Been enjoying some Jack’s Abby Octoberfest, watching a movie I picked up earlier this week on a blind buy. The movie is Red Lights and boasts a cast that includes Sigourney Weaver, Robert DeNiro and a personal favorite, Cillian Murphy. I’ve finished the movie and four pints of Jack’s and I’m ready to tell you what’s what about this blind buy.
Spoilers ahead. I give everything away. Continue at your own risk. Actually it’s quite little risk as I’ll advise you up front to walk away from this one. So much potential destroyed in the last ten minutes.
The movie is about investigating the supernatural. It follows a couple scientists (Weaver and Murphy) whose job it is to investigate and ultimately disprove the supernatural. We start the movie off with your typical seance fare and the cons that go along with it such as moving tables and loud bangs, all of which are described to you the viewer to drive home the point that what seems supernatural will always have a explanation.
Being a part-time skeptic myself I was immediately drawn in by the many examples of trickery employed by the movie. Anyone who has watched a single documentary on James Randi will immediately pick up on several real-life examples of his work in disproving the supernatural. For example the exposure of Peter Popoff which included radio transmissions recorded at one of Popoff’s events in which his wife feeds him details to use in his act. A near word-for-word transcription of which is used in the movie. In fact Popoff’s Wikipedia article even mentions this.

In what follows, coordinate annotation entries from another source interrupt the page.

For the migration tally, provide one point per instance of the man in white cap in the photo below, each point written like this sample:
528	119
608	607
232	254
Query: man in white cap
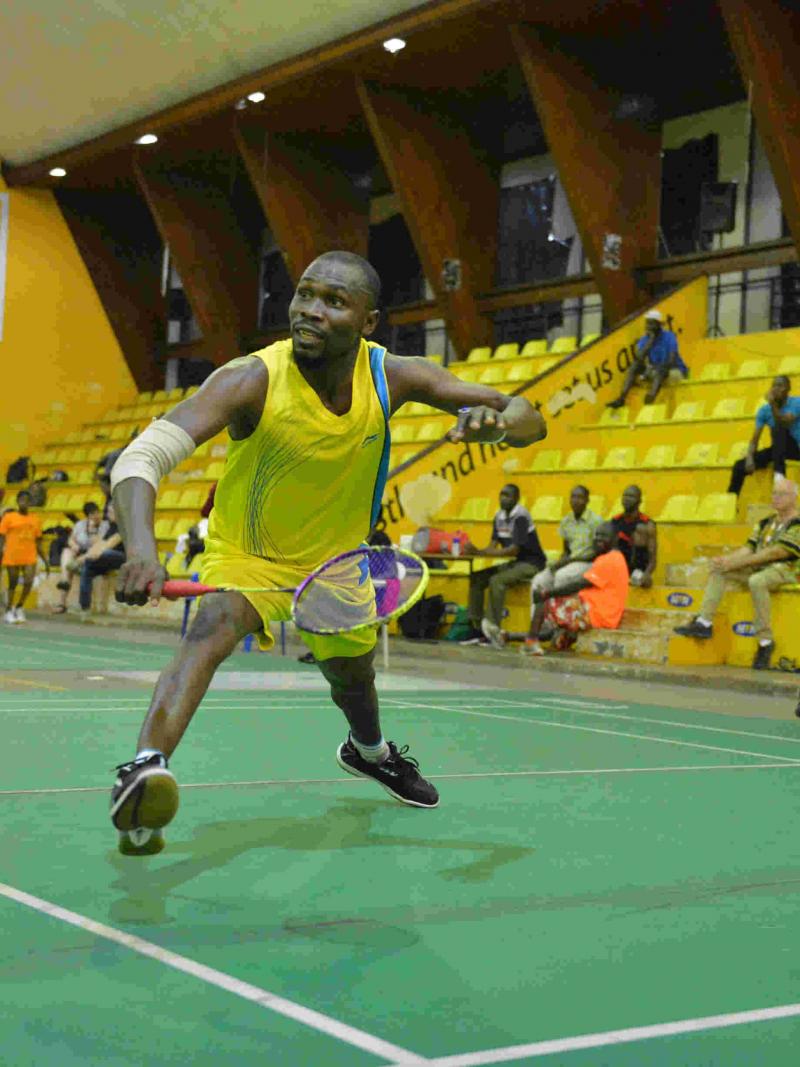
656	355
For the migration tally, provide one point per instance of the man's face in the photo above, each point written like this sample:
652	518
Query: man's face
632	498
330	312
508	498
578	500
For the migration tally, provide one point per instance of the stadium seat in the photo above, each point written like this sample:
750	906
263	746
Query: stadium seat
581	459
563	346
651	413
789	365
619	459
476	509
680	509
753	368
614	416
479	355
728	408
509	351
492	376
702	454
548	459
546	509
534	347
522	372
715	372
688	411
659	457
717	508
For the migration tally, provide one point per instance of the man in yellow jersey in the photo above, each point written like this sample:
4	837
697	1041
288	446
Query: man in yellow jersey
307	459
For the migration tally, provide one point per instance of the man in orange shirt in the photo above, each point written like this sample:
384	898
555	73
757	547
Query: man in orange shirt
595	601
20	540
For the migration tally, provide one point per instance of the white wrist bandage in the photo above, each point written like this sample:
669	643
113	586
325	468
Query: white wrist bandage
155	452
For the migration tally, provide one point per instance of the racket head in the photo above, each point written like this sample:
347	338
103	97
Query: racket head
358	590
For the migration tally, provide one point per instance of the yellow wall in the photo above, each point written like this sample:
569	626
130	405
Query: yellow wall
60	363
480	471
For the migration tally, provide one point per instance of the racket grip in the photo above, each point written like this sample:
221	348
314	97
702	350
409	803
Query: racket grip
179	588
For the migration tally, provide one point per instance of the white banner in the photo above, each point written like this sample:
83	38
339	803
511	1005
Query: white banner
3	253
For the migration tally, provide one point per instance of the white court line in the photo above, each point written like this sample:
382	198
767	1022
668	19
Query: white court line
500	702
477	774
323	1023
612	1037
612	733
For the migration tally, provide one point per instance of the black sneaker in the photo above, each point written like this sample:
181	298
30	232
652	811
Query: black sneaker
763	656
144	798
399	775
694	628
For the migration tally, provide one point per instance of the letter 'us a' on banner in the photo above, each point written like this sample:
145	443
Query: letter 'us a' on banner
571	395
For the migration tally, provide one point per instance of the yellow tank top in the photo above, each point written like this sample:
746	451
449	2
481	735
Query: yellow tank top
306	484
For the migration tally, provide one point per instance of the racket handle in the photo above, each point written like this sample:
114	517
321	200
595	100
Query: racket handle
179	588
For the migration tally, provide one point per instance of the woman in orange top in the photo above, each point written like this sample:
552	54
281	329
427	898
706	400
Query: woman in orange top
20	540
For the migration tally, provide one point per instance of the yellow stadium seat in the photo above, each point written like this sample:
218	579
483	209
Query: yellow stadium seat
659	457
619	459
717	508
688	411
715	372
546	509
614	416
680	509
479	355
702	454
522	371
213	471
563	346
729	408
651	413
548	459
753	368
476	509
534	347
509	351
170	498
492	376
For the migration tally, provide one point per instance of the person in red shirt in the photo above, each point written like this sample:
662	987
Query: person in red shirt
595	601
20	541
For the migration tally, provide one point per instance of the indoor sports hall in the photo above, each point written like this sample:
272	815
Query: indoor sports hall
224	231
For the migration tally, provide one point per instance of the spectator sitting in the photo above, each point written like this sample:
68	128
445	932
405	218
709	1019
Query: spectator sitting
107	554
781	413
593	601
656	355
84	535
576	530
638	540
20	542
513	534
770	558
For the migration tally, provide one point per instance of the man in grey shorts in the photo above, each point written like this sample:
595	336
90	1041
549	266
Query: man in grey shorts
576	530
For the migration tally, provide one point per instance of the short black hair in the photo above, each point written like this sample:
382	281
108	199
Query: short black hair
370	279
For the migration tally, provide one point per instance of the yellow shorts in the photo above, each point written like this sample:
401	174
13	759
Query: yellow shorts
225	567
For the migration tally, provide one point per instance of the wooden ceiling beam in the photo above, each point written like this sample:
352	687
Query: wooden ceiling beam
218	267
610	169
449	198
765	36
310	206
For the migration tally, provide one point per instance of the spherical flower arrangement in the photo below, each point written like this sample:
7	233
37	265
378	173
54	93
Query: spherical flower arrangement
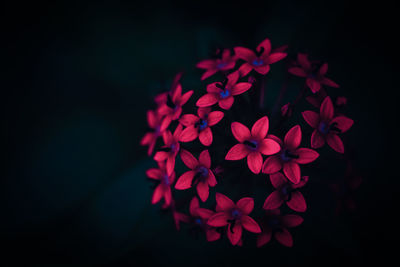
226	165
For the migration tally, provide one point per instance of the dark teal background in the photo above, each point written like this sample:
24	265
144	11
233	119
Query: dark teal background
77	79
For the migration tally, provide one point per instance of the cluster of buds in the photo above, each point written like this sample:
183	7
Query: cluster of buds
199	146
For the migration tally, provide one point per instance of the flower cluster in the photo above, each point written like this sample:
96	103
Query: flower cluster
213	134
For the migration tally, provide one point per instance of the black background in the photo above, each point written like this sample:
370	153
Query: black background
77	79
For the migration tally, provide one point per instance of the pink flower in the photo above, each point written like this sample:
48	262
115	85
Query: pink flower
200	172
223	92
199	126
158	124
212	66
260	60
235	216
170	149
165	178
286	191
252	144
200	217
327	127
315	76
274	224
170	104
290	156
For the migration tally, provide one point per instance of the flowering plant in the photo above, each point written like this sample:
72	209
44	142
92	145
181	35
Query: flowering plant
212	130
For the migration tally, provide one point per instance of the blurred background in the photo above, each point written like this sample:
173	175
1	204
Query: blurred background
78	78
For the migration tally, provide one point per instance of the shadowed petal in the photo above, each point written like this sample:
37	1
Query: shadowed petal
254	161
240	132
237	152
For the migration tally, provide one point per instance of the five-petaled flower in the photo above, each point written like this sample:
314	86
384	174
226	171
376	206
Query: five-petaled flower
165	179
200	216
235	216
170	149
276	224
260	60
199	126
326	126
314	74
290	156
212	66
286	191
252	144
223	92
199	174
158	123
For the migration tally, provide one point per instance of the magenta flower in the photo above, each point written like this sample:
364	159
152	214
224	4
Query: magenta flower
290	156
158	124
235	216
199	126
170	104
170	149
260	60
163	189
252	144
275	224
200	172
315	76
327	127
212	66
286	191
200	217
223	92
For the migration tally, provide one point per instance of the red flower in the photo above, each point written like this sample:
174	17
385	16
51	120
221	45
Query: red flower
163	190
275	224
200	172
199	126
286	191
252	144
235	216
170	149
200	217
315	75
260	60
327	127
290	156
158	124
223	92
212	66
170	104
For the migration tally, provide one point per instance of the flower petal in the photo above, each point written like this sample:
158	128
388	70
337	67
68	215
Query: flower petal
297	202
214	117
240	132
272	165
269	147
185	181
260	128
292	171
293	137
246	204
205	137
207	100
335	142
250	224
237	152
218	220
306	155
311	117
223	202
254	161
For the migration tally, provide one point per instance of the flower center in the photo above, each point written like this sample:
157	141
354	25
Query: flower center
251	144
288	156
257	62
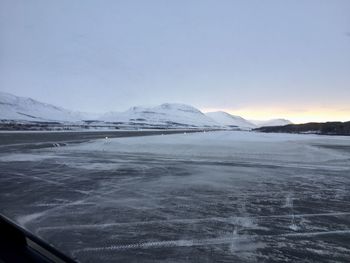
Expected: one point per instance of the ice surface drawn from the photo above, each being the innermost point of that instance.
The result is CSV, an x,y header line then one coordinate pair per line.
x,y
203,197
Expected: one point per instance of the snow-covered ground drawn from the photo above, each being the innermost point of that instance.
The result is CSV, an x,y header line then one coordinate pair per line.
x,y
223,196
226,119
26,113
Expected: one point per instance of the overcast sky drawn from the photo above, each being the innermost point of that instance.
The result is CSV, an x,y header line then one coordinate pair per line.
x,y
259,59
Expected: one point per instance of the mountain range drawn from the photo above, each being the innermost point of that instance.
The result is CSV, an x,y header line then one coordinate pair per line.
x,y
14,108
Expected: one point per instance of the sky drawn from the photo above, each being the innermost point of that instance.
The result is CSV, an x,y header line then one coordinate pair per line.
x,y
257,59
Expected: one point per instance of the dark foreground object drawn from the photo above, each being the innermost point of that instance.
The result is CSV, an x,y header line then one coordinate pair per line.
x,y
326,128
18,245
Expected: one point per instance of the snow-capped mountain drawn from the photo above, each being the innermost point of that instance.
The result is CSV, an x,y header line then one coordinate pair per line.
x,y
168,115
165,114
273,122
20,108
226,119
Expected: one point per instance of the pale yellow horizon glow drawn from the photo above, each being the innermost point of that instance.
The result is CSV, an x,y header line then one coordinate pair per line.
x,y
295,116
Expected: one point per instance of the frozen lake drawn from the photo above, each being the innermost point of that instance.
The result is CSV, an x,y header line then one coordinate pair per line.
x,y
203,197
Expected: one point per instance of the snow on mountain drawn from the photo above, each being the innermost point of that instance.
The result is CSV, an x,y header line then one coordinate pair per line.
x,y
273,122
20,108
226,119
171,114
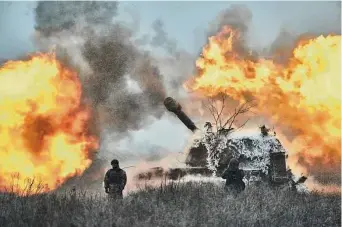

Then there’s James Randi’s astrology experiment which is also duplicated in the film.
Immediately recognizing Randi’s influence in the script made me quite hopeful and drew me in deeper.
DeNiro plays a psychic coming out of retirement. Weaver and Murphy, being paranormal investigators, will naturally look into DeNiro and finally prove him for the fraud he is.
DeNiro was in typical DeNiro form, although in one scene with his head tilted to his side and nodding as he spoke his lines felt almost like he was performing an awkward self-parody of himself. In fact I would say the actors performed incredibly well. It’s the script that failed here, because the writer or writers had to just stick a twist ending into this one and it’s an annoyingly obvious and stupid one too.
The twist is simply this, DeNiro is a fraud, of course, but someone else in the movie is NOT. The film, after spending so much effort and energy using preexisting cases (Randi’s work) about the fraudulent nature of the paranormal, destroys everything and every ounce of credibility it had by, at the last minute, saying “Hey, all that shit was bullshit, sure, but this one here, this one is really real! So hey, paranormal stuff? It’s real. HA HA!”
Fuck you writer or writers.
So let’s think of something better to end that film on, shall we? In my drunken state I’ll give you a better ending.
One or both of the paranormal investigators discover something that they were certain was fake was real, but not real in a paranormal sense, real in a physics can prove it sense. That they started to take their skepticism too far and were making crude assumptions and needed to look themselves in the mirror before confronting the beliefs of others. The movie ends reminding skeptics to not be overconfident or dismissive and it reminds everyone else that everybody is human, human capacity does have its limits, and there are things beyond what we perceive those limits to be. For example, Weaver’s character has a son who is comatose and has been since he was 4. Perhaps he wakes up? Perhaps her fear that there truly is nothing after life, which drives her to keep her son alive and not “pull the plug”, is finally confronted and she allows herself a moment to accept there may be things beyond her ability to know or understand and to accept that and that it’s even okay to have hope about those things we do not know.
Naw. Fuck deep introspection about the human condition. Let’s just piss it all away on a cheap fucking last-minute twist.